Tuesday, November 20, 2007

Langlands and Bell: air routes of Britain (day & night)


Maps invite the imagination across them by text as much as any other element. The reader of maps might be nostalgic for a street in Beijing that contains memories of a university, a particular restaurant in an adjoining alley, a phrase spoken by another human being there, and the term 'Zhonghua Rd', properly situated, will give rise to these... His eye might pursue a rail line across Eastern Europe with anticipation, and names like Warsaw, Sarajevo, Zagreb, pregnant with associations, with dreams, will increase his excitement ... but in this diptych text is totally absent. The untutored reader perceives a nexus of points without orientation or designation, and with no hierarchy but the varying size of the points he guesses are cities - a compass rose, or even a mark of orientation, would be inappropriate. The map describes a system that requires a tremendous amount of energy and a great degree of chance (a plane may or may not fly as scheduled, it may be hijacked, delayed for mechanical reasons, or the airline might go broke - where a mountain is almost always comelled to appear where a map suggests)... yet rendered in abstract lines and dots the reader is paradoxically made to feel secure and utterly lost at the same time. The map possesses a cold beauty that seems to remove the human element in a very human activity. Perhaps the beauty comes from 21st century Man's desire to be both irresponsible and safe, away and at home.

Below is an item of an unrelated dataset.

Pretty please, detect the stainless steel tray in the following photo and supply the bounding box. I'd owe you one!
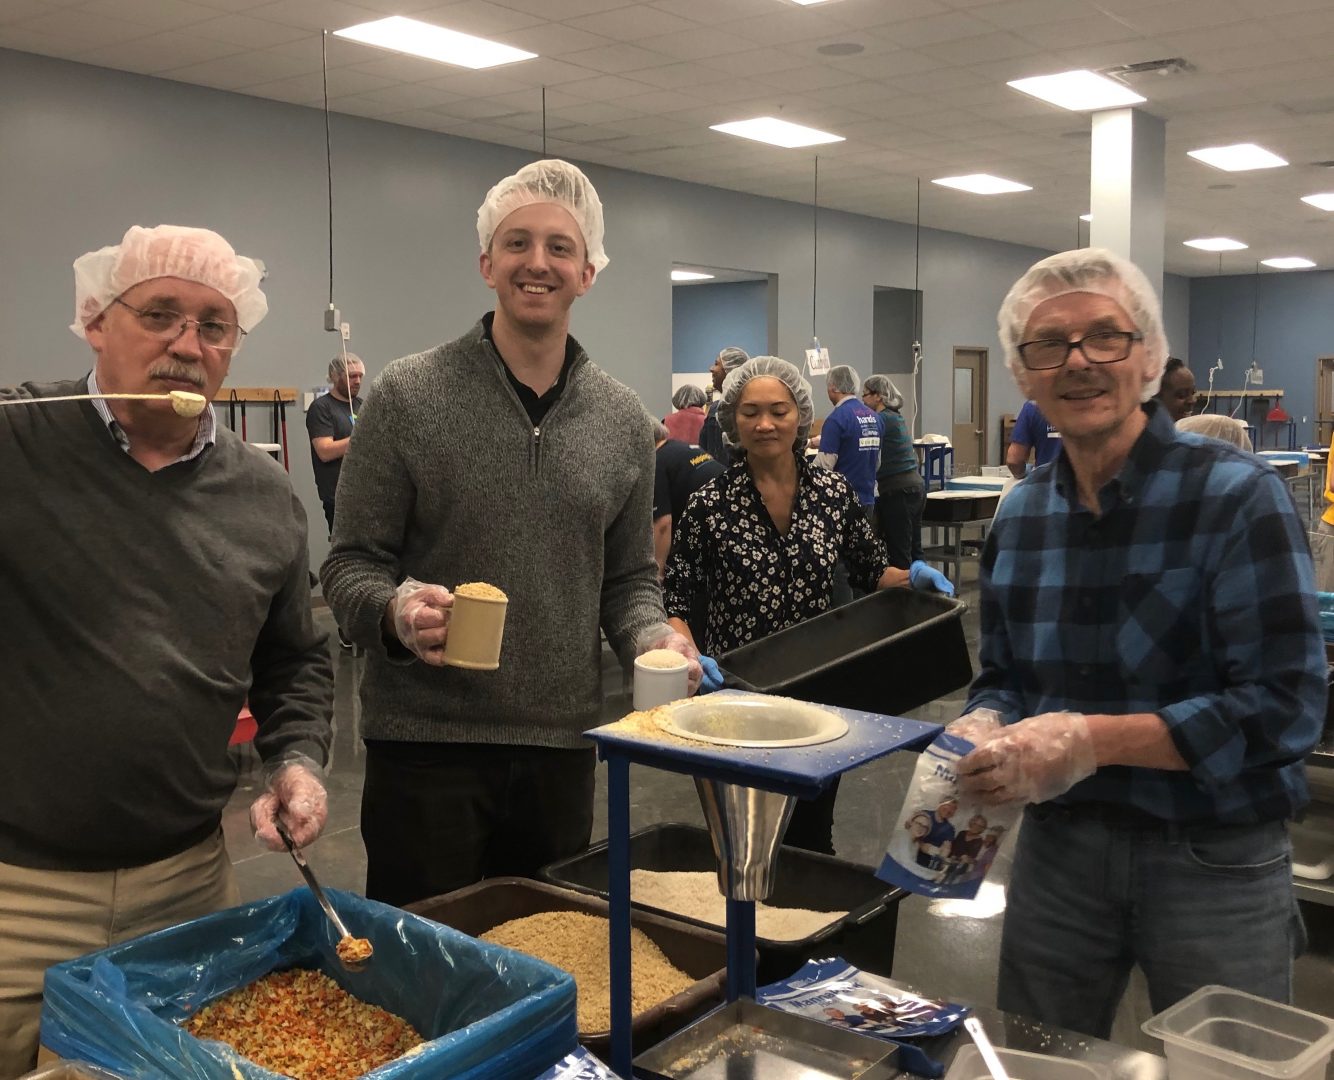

Perhaps it is the beauty of distance, the same we perceive looking from a high point across the changing faces of a city at night, not comprehending any of the abstract signs.
L&B say they are interested in the feedback between man and his creations. Here there is no static. No noise. A series of accidents seems to have become inevitable. The air travel of the British Isles is a perfect system in this map. Man feels neither precedence nor power over the system.

Monday, November 19, 2007

Tourism


The tourist distorts the landscape he visits, finds buildings and industries made in his own image, thus he travels nowhere… For the tourist everywhere is nowhere. For the tourist every plane is a mirror.